A postdoctoral fellow in Lupold’s lab, Fatema Rafiqi, using complex computer algorithms, sifted through thousands of genes and analyzed likely candidates with Ross Liao, now a Johns Hopkins medical student. Postdoctoral fellow Koji Hatano identified a likely suspect: PDCD4 (Programmed Cell Death 4), a tumor suppressor gene. Postdoctoral fellow Kenji Zennami began studying this gene in prostate cancer cell and tumor models, in work he and Lupold’s lab recently published in Molecular Cancer Research.
“We found that androgens significantly reduced PDCD4 production in prostate cancer cells, and that ADT or AR inhibition (androgen receptor-blocking drugs such as enzalutamide) triggered PDCD4 expression. This activity was reduced when we blocked miR-21, providing a direct link between the AR, miR-21, and PDCD4.” When they shut down PDCD4, prostate cancer cells multiplied – and cancer cell death slowed. “Like miR-21 over-expression, PDCD4 inhibition caused prostate cancer cell growth and hormone resistance.” These results were so striking that Lupold believes PDCD4 may be a gatekeeper for prostate cancer’s response to ADT. He sees PDCD4 as a key “thermostat” for prostate cancer, whose presence or absence helps determine whether the cancer cells will die, or go on to become independent of hormonal control.

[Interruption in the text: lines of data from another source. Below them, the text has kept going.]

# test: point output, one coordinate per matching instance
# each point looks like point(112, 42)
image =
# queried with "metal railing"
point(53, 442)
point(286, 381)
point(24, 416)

“We don’t yet understand how PDCD4 regulates prostate cancer cell proliferation or androgen sensitivity,” Lupold adds. “Further studies are required to solve this puzzle.” In the meantime, PDCD4 has the potential to be a new biomarker for higher-risk patients. “Preliminary studies from human prostate tissues indicate that PDCD4 levels are lower in more-aggressive cancer (high Gleason grade).” The next steps are to determine whether PDCD4 also has the potential to become an entirely new mode of treatment for high-risk or advanced prostate cancer.